E. Kristin Anderson
Any Return Following My Breath Is a Mouthful of Departure
(after The X-Files)
Floating. It could be anytime— this wildness that swallows the self
in the fog of panic. Only blood pressure speaks to me deep in a memory
and fear blocks both DNA and reverie like a curtain. In my illness a nurse
came at night and held my hand and while I cried she prayed for me and
everything was white: her sweater my blankets the bright light coming in
from the hall. Like you I find the threads of my narrative pulled loose a hand
from every direction when there was only vomiting and Valium and fever dreams.
I know you have fallen out of your body and fallen back but the truth of the spirit
is not this thing that left a scar on my neck. I’m not sure if that even matters.
In the hospital what is a daughter? At my window: rain and concrete.
In this room still: the ghost of my father. Before you know it it’s over.
I don’t recognize the woman who would cradle the snake but I am here and
I am her and I am enraged and I can finally get warm again and, Dana,
I hope you are warm too. Follow the voices always back to land hold onto
that guilt of taking a living thing bloody into your hands that guilt that allows you
to be a living thing to still be living. Letting go is how we are blessed—
the rope tied to the dock the lake bright and cold my blood still inside of me—
Dana Scully, please wake up so I can ask you how to find normal after this
bizarre displacement these hands all around me demanding praise for how
I managed to save me from myself my medical records as worthless as a promise.
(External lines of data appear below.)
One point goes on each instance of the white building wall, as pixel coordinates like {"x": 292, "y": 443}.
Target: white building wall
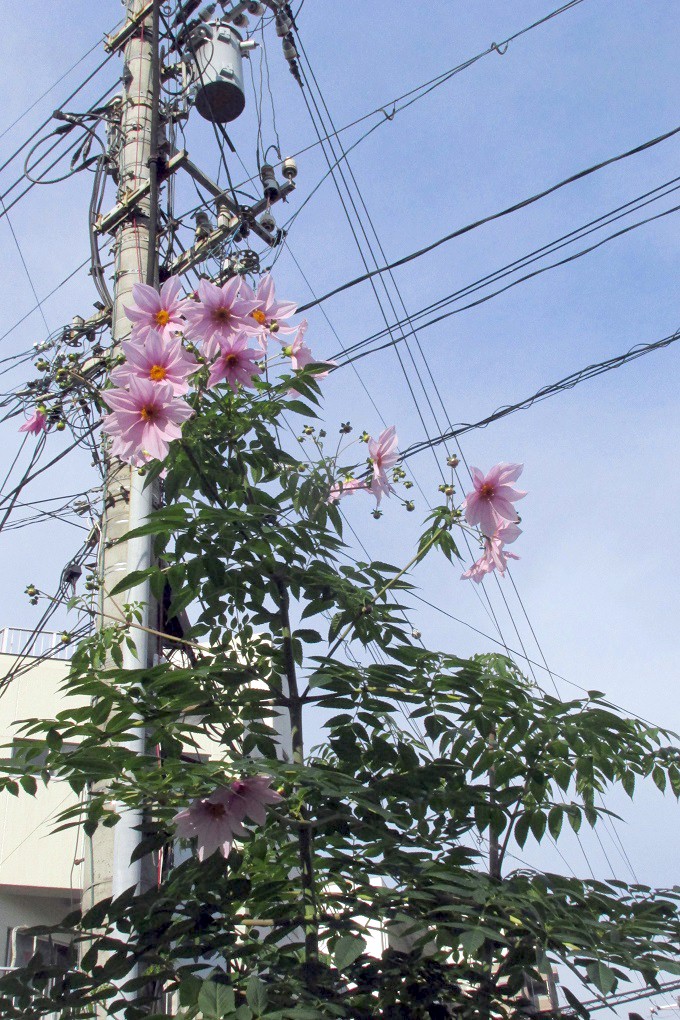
{"x": 41, "y": 872}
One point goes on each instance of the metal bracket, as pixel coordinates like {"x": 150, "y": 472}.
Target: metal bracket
{"x": 222, "y": 199}
{"x": 118, "y": 39}
{"x": 108, "y": 222}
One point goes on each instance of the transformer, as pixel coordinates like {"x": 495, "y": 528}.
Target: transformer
{"x": 216, "y": 48}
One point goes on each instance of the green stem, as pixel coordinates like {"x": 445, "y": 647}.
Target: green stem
{"x": 305, "y": 837}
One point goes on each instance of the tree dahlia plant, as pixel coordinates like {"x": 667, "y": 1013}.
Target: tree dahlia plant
{"x": 276, "y": 858}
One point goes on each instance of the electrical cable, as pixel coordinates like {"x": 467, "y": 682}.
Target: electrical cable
{"x": 433, "y": 381}
{"x": 568, "y": 383}
{"x": 45, "y": 123}
{"x": 361, "y": 347}
{"x": 508, "y": 210}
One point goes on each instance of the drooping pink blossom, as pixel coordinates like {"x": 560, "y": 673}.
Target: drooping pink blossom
{"x": 348, "y": 487}
{"x": 301, "y": 355}
{"x": 490, "y": 502}
{"x": 251, "y": 797}
{"x": 495, "y": 556}
{"x": 268, "y": 313}
{"x": 219, "y": 314}
{"x": 161, "y": 312}
{"x": 158, "y": 361}
{"x": 216, "y": 819}
{"x": 213, "y": 821}
{"x": 237, "y": 363}
{"x": 37, "y": 423}
{"x": 144, "y": 419}
{"x": 383, "y": 455}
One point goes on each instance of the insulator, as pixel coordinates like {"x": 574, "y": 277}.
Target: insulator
{"x": 290, "y": 168}
{"x": 267, "y": 222}
{"x": 204, "y": 226}
{"x": 272, "y": 192}
{"x": 290, "y": 52}
{"x": 283, "y": 23}
{"x": 220, "y": 95}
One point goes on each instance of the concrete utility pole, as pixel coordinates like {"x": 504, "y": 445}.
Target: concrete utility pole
{"x": 127, "y": 502}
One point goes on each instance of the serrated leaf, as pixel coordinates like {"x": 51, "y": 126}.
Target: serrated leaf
{"x": 256, "y": 995}
{"x": 29, "y": 783}
{"x": 602, "y": 975}
{"x": 574, "y": 1003}
{"x": 471, "y": 940}
{"x": 215, "y": 1001}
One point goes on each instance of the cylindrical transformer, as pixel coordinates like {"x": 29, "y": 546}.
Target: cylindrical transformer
{"x": 216, "y": 50}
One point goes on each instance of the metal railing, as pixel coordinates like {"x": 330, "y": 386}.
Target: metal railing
{"x": 21, "y": 641}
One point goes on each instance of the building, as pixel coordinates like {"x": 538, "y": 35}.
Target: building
{"x": 41, "y": 872}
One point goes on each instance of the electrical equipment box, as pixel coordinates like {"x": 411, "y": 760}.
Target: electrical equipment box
{"x": 216, "y": 48}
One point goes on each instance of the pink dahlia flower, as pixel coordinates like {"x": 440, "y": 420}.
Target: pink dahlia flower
{"x": 490, "y": 502}
{"x": 216, "y": 819}
{"x": 144, "y": 420}
{"x": 213, "y": 821}
{"x": 37, "y": 423}
{"x": 268, "y": 313}
{"x": 495, "y": 556}
{"x": 160, "y": 362}
{"x": 348, "y": 487}
{"x": 251, "y": 797}
{"x": 161, "y": 312}
{"x": 219, "y": 314}
{"x": 237, "y": 363}
{"x": 383, "y": 455}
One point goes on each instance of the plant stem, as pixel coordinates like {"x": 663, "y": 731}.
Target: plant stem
{"x": 305, "y": 837}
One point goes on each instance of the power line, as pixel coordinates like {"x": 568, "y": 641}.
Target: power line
{"x": 48, "y": 120}
{"x": 360, "y": 349}
{"x": 51, "y": 88}
{"x": 568, "y": 383}
{"x": 524, "y": 203}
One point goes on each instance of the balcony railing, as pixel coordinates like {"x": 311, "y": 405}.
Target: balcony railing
{"x": 45, "y": 644}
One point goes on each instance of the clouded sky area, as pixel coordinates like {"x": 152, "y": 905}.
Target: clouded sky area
{"x": 594, "y": 595}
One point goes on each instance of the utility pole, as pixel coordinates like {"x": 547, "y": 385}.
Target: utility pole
{"x": 127, "y": 500}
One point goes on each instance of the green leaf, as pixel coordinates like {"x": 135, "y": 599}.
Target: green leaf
{"x": 555, "y": 819}
{"x": 256, "y": 993}
{"x": 602, "y": 975}
{"x": 472, "y": 940}
{"x": 348, "y": 949}
{"x": 215, "y": 1001}
{"x": 29, "y": 783}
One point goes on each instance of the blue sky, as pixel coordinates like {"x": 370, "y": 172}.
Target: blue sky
{"x": 598, "y": 570}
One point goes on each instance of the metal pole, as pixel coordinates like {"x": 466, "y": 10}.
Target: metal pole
{"x": 127, "y": 500}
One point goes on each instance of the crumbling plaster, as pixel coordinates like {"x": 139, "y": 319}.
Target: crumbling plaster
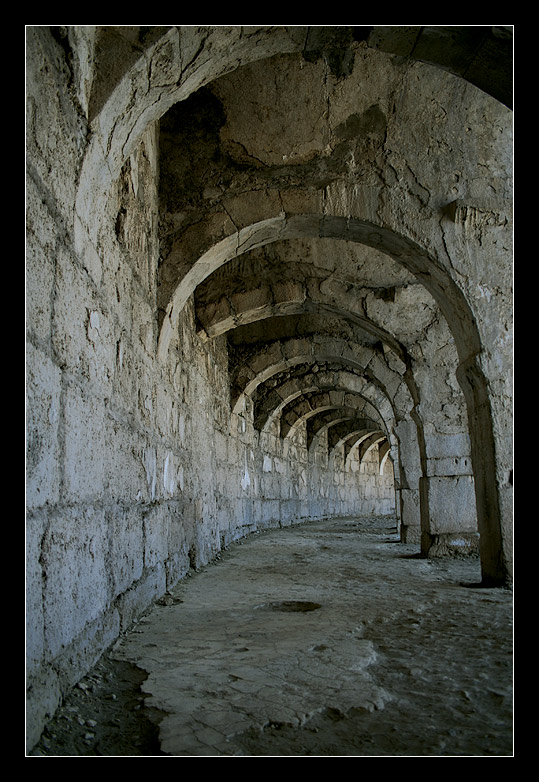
{"x": 317, "y": 208}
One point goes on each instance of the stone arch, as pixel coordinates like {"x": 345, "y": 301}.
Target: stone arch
{"x": 159, "y": 81}
{"x": 453, "y": 306}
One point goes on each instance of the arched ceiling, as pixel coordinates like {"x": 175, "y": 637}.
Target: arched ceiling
{"x": 246, "y": 163}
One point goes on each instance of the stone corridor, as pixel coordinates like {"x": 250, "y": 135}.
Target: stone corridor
{"x": 324, "y": 639}
{"x": 268, "y": 302}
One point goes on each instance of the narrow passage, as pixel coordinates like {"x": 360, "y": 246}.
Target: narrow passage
{"x": 322, "y": 639}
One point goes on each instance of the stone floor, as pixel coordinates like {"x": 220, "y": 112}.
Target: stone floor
{"x": 323, "y": 639}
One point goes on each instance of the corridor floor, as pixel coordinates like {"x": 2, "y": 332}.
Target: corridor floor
{"x": 323, "y": 639}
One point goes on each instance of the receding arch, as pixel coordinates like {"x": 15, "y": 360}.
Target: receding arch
{"x": 453, "y": 306}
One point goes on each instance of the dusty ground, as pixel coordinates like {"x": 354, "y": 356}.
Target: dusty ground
{"x": 326, "y": 639}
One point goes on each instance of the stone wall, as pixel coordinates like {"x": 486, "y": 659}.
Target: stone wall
{"x": 143, "y": 463}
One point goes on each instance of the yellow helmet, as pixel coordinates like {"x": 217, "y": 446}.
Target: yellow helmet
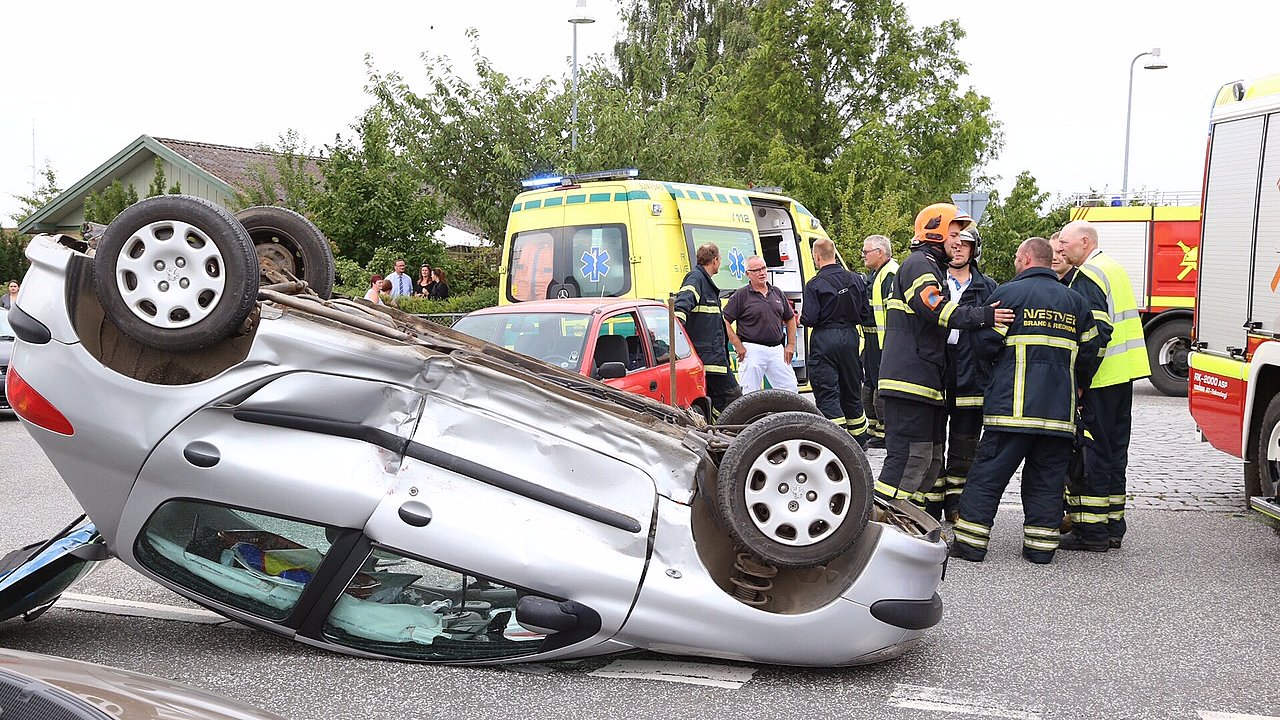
{"x": 933, "y": 223}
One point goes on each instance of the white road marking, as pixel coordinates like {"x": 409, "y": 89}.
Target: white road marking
{"x": 137, "y": 609}
{"x": 942, "y": 700}
{"x": 727, "y": 677}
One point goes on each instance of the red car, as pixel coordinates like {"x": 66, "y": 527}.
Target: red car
{"x": 622, "y": 342}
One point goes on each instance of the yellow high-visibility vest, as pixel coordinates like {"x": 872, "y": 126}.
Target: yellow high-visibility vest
{"x": 1125, "y": 356}
{"x": 878, "y": 300}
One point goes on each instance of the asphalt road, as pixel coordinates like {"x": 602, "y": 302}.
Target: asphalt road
{"x": 1182, "y": 623}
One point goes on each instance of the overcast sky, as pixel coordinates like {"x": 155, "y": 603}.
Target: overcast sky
{"x": 80, "y": 81}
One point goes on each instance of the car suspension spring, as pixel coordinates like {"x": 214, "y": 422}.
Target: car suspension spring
{"x": 753, "y": 579}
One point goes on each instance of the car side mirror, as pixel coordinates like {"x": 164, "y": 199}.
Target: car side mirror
{"x": 611, "y": 370}
{"x": 565, "y": 621}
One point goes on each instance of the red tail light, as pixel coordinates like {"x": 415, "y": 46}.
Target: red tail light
{"x": 32, "y": 406}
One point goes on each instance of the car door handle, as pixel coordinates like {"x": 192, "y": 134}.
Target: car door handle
{"x": 415, "y": 513}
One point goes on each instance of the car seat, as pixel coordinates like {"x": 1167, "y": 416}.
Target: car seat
{"x": 611, "y": 349}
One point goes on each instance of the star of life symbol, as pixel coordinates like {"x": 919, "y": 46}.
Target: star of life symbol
{"x": 595, "y": 264}
{"x": 736, "y": 263}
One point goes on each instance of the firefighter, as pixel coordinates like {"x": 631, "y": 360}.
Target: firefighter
{"x": 912, "y": 376}
{"x": 1097, "y": 509}
{"x": 967, "y": 379}
{"x": 1041, "y": 360}
{"x": 833, "y": 305}
{"x": 881, "y": 265}
{"x": 698, "y": 306}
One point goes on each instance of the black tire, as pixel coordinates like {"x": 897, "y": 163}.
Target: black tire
{"x": 764, "y": 481}
{"x": 755, "y": 405}
{"x": 293, "y": 244}
{"x": 1171, "y": 341}
{"x": 1264, "y": 478}
{"x": 215, "y": 273}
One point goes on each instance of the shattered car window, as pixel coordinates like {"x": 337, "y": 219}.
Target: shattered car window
{"x": 256, "y": 563}
{"x": 426, "y": 613}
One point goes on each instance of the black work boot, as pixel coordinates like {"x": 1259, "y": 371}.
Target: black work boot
{"x": 1073, "y": 541}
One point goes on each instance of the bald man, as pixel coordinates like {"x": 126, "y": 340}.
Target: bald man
{"x": 1097, "y": 507}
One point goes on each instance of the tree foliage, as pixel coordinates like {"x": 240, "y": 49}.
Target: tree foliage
{"x": 158, "y": 182}
{"x": 288, "y": 180}
{"x": 104, "y": 206}
{"x": 39, "y": 197}
{"x": 1010, "y": 220}
{"x": 375, "y": 196}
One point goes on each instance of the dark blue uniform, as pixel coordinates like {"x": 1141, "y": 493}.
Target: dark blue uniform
{"x": 1048, "y": 351}
{"x": 835, "y": 302}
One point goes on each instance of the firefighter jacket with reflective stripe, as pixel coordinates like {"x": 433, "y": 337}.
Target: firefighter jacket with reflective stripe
{"x": 880, "y": 285}
{"x": 698, "y": 306}
{"x": 1048, "y": 351}
{"x": 1124, "y": 356}
{"x": 969, "y": 376}
{"x": 918, "y": 319}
The Magnetism of Every Year Swallowed Into the Woods
(after The X-Files)
In 1999 I was infinite— an electric streak down the hallway and to think
that maze of aluminum lockers once contained me. I touched the wall
and felt the energy of every minute wasted being good. And in 1999
I rode endless hours like a ribbon of pavement ending only in the dusky unease
of my own body. I bit into trees as if they were permanent. With my teeth
I performed blooming. I fished myself from the window like a ghost girl
unchanging and wondering at any god because how even is a minute meant to occur?
I tried to accelerate anger into malaise. Even good girls go to the hospital. We are all
made of light and meat and breath. If there is still a bad seed in me I would like
to let it sprout. Scully, the human body can’t move that way can’t throw itself
wild past reality and stay there forever. Still. An autopsy might reveal that there is
no such thing as bad kids. That there is only a timeline in which we all waste ourselves
in riding the momentum of our mistakes. Let them linger into stories. Let injuries show
only in your X-Rays held up against a light board. For each of us there’s a cave to devour us
spinning against gravity and there is no placidity, Dana, because we all fear standing still.